When I lived in Arizona, I once walked with a life long resident across a long portion of pavement in the heat of a 115 degree day. I asked him if he ever tired of the intense summer heat. I'll never forget his answer. "David, I learned long ago never to pay homage to the weather."
I guess that may be why I am finding such joy in the first fluffy snows, and the cool breezes with stars behind them, and the joyful energy of my German Shepherd as she runs and plays through her favorite time of the year. Life is too good to complain about weather.
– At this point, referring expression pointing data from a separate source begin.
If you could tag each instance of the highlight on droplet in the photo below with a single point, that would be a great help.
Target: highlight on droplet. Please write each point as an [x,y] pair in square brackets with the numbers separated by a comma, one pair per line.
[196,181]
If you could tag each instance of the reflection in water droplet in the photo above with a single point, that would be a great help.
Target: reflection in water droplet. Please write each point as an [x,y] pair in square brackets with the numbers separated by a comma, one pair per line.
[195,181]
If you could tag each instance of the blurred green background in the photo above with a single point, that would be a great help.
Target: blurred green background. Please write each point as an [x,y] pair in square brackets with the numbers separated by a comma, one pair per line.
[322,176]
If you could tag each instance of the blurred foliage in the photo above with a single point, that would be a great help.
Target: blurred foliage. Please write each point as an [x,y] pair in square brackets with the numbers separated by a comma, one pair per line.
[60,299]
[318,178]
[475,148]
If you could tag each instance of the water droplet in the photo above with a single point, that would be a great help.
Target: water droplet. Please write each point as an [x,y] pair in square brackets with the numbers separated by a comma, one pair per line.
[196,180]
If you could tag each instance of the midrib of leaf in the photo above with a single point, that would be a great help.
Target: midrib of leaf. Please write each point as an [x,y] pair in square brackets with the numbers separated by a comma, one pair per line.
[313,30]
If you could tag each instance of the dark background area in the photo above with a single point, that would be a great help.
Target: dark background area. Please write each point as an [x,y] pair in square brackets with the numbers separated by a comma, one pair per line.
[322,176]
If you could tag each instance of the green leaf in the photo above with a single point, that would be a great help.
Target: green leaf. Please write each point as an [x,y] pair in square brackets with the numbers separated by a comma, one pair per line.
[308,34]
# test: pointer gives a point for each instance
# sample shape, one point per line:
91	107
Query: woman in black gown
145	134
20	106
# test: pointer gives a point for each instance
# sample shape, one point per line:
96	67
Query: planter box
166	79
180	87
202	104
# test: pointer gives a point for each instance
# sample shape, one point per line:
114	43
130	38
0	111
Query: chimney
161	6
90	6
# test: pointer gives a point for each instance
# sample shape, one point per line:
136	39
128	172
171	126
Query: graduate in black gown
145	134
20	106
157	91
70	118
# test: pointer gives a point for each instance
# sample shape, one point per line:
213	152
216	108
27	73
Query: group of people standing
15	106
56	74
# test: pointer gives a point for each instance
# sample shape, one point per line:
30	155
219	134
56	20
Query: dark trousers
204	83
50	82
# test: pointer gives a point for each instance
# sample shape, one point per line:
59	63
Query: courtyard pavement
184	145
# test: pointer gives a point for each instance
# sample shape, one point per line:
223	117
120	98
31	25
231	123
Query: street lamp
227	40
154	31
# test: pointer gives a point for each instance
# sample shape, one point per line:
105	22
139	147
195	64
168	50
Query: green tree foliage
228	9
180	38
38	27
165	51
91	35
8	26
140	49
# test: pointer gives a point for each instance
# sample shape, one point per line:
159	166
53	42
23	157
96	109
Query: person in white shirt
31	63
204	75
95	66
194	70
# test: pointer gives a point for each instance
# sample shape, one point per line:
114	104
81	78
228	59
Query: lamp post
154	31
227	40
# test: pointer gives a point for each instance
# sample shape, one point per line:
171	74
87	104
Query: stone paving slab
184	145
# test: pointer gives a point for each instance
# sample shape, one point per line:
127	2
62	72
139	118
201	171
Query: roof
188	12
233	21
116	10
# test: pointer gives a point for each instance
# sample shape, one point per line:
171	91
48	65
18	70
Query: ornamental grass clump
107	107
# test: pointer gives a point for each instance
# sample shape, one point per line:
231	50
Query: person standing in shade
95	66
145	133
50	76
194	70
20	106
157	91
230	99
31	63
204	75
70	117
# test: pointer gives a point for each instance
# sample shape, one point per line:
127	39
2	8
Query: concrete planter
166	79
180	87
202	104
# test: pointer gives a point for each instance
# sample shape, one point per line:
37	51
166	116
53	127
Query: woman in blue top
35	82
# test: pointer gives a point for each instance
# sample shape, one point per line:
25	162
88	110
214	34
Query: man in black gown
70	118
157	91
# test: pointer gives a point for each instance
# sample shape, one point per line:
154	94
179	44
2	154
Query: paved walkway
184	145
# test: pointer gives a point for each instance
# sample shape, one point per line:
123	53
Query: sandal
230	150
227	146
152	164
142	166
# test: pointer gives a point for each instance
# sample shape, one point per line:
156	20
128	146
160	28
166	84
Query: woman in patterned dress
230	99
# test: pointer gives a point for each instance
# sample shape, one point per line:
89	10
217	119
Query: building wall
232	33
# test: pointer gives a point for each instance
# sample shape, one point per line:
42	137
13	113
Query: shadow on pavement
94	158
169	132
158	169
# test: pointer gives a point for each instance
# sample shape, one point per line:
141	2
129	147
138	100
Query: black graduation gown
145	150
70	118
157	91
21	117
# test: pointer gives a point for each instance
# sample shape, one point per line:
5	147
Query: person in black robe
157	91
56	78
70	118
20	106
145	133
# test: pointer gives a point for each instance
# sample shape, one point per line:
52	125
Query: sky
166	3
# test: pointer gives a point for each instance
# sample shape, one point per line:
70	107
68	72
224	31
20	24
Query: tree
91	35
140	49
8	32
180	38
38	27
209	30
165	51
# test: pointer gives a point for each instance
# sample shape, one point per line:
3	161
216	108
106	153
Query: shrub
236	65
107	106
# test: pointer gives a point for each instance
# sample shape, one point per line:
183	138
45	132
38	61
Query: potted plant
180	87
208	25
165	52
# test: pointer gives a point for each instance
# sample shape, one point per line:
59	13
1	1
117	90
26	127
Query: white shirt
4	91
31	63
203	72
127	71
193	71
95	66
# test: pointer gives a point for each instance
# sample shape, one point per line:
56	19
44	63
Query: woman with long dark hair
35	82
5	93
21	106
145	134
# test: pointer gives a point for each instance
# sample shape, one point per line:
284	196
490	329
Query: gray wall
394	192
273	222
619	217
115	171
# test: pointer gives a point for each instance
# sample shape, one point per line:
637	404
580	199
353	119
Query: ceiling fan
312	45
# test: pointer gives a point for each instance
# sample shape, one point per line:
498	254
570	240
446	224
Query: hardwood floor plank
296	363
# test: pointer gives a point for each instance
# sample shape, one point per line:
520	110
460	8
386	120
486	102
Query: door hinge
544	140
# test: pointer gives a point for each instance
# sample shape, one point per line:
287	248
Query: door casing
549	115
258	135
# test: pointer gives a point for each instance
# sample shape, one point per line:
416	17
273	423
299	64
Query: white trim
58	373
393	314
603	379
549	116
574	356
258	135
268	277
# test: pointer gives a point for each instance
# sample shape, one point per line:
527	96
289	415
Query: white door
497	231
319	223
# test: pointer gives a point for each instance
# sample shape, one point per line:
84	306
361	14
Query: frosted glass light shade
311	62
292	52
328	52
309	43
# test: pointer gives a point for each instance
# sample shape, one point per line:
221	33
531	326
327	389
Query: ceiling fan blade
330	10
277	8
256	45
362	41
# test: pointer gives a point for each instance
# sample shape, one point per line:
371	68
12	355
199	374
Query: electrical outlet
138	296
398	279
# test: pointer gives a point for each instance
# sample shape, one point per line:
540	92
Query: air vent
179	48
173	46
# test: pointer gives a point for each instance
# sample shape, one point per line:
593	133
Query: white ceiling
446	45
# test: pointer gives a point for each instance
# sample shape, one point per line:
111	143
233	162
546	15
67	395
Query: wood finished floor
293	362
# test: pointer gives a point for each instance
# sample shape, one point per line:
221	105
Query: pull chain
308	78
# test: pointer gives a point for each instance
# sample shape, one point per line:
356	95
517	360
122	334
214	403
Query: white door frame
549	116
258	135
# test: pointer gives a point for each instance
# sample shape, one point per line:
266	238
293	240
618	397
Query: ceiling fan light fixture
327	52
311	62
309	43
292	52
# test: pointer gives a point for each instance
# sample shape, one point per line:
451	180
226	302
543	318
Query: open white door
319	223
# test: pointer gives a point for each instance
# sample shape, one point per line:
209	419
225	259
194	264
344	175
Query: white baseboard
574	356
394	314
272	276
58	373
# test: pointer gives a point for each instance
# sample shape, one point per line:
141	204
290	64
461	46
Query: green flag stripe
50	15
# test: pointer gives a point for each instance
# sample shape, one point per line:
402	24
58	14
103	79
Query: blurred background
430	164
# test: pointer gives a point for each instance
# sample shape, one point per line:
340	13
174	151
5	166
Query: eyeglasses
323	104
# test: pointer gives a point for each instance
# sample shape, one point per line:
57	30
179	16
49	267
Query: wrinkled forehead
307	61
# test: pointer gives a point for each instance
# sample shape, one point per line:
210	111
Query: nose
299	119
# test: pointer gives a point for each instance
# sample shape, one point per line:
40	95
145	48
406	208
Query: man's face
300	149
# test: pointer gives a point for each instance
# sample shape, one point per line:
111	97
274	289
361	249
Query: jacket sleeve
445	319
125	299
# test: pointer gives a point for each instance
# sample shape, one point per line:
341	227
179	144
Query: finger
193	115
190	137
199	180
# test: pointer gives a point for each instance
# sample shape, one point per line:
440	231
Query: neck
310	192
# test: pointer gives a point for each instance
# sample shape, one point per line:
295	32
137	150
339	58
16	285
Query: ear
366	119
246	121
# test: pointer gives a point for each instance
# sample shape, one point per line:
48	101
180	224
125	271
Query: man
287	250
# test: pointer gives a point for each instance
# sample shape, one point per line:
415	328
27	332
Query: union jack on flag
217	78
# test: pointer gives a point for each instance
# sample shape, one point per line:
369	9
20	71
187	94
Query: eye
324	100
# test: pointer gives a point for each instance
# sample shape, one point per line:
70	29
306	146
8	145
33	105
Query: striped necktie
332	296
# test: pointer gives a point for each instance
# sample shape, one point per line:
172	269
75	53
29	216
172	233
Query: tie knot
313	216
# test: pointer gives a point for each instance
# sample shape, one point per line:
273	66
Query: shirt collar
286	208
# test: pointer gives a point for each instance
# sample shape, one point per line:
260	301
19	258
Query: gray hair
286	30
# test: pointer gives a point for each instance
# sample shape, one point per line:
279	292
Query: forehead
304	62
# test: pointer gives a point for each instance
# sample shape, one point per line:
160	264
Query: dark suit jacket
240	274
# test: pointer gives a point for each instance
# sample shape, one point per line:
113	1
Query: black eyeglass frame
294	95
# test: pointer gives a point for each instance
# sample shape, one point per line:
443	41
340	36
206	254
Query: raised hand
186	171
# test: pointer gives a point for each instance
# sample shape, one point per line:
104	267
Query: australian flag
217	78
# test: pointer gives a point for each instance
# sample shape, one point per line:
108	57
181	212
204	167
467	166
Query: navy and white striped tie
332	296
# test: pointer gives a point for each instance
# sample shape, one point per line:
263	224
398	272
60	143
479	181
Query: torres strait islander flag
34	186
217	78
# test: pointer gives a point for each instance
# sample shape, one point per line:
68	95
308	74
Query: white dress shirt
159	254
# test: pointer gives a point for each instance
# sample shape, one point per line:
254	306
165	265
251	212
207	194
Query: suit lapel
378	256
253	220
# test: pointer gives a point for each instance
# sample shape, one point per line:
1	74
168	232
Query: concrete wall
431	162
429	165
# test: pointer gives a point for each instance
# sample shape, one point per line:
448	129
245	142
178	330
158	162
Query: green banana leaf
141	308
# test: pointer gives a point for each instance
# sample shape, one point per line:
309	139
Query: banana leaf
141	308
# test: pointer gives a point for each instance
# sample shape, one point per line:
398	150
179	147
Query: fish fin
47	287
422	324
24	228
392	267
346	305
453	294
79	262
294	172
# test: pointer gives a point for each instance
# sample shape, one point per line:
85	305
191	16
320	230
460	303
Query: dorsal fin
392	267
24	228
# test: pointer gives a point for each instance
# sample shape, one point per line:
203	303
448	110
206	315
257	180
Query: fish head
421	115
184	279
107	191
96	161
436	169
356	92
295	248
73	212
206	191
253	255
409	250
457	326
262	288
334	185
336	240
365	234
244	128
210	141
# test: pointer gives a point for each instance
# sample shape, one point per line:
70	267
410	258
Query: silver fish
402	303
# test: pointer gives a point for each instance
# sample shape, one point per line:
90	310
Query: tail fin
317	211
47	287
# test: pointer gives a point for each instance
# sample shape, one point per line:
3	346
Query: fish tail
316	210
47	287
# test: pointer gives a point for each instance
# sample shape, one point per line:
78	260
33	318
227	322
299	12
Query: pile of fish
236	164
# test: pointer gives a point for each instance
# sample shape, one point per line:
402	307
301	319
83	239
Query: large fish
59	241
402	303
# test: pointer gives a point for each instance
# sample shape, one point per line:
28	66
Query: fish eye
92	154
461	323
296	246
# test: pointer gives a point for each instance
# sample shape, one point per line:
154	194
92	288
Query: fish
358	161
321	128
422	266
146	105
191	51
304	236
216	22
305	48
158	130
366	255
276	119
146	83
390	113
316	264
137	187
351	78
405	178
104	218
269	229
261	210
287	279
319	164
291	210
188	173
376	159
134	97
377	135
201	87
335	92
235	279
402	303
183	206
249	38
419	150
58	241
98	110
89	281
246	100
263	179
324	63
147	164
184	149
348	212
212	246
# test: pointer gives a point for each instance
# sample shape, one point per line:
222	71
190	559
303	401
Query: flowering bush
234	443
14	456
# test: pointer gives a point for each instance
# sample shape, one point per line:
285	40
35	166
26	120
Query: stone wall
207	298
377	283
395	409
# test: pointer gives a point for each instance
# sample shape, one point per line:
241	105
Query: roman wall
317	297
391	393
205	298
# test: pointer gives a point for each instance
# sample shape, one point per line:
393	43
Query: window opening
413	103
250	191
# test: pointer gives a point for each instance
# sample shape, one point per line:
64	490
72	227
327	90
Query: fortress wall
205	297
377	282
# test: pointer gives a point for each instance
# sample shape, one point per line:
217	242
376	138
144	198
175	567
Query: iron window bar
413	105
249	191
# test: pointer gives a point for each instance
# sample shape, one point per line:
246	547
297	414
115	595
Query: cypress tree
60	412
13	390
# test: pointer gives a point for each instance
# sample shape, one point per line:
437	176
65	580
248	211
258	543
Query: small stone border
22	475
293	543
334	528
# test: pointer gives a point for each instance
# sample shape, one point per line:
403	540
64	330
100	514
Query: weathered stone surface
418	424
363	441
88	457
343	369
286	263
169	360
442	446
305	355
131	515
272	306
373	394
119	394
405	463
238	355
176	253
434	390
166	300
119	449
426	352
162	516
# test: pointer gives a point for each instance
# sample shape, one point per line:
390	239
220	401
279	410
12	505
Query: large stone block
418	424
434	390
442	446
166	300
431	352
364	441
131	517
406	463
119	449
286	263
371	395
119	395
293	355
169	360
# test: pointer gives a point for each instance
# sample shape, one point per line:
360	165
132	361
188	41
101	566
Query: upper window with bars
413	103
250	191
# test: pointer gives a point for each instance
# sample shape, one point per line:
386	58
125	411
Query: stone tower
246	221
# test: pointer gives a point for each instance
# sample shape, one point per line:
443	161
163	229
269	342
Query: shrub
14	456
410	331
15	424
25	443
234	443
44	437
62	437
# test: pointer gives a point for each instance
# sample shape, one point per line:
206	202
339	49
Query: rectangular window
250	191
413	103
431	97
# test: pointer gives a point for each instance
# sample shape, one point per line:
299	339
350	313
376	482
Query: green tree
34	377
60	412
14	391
There's joy in the air...
3 comments:
I also share your affinity toward this time of year, though my apartment does not quite render itself to the beauty found with a woodburning stove on a hill in Brown County.
Then you need to spend more time on the hill in Brown County!
wow, David, that marvellous description almost makes me like winter :)
i guess with me - i like the snow and the crunchy noise it makes when you walk on that white substance (reminds me of grandma, 'cuz she loved the sound and winter)... but when the snowy blanket turns into a gray murky slush... ehhhhh... that's when i don't like it. and in Kiev, with all the people and cars, the snow quickly loses its cleanliness and pure looks, not to mention it melts quicker.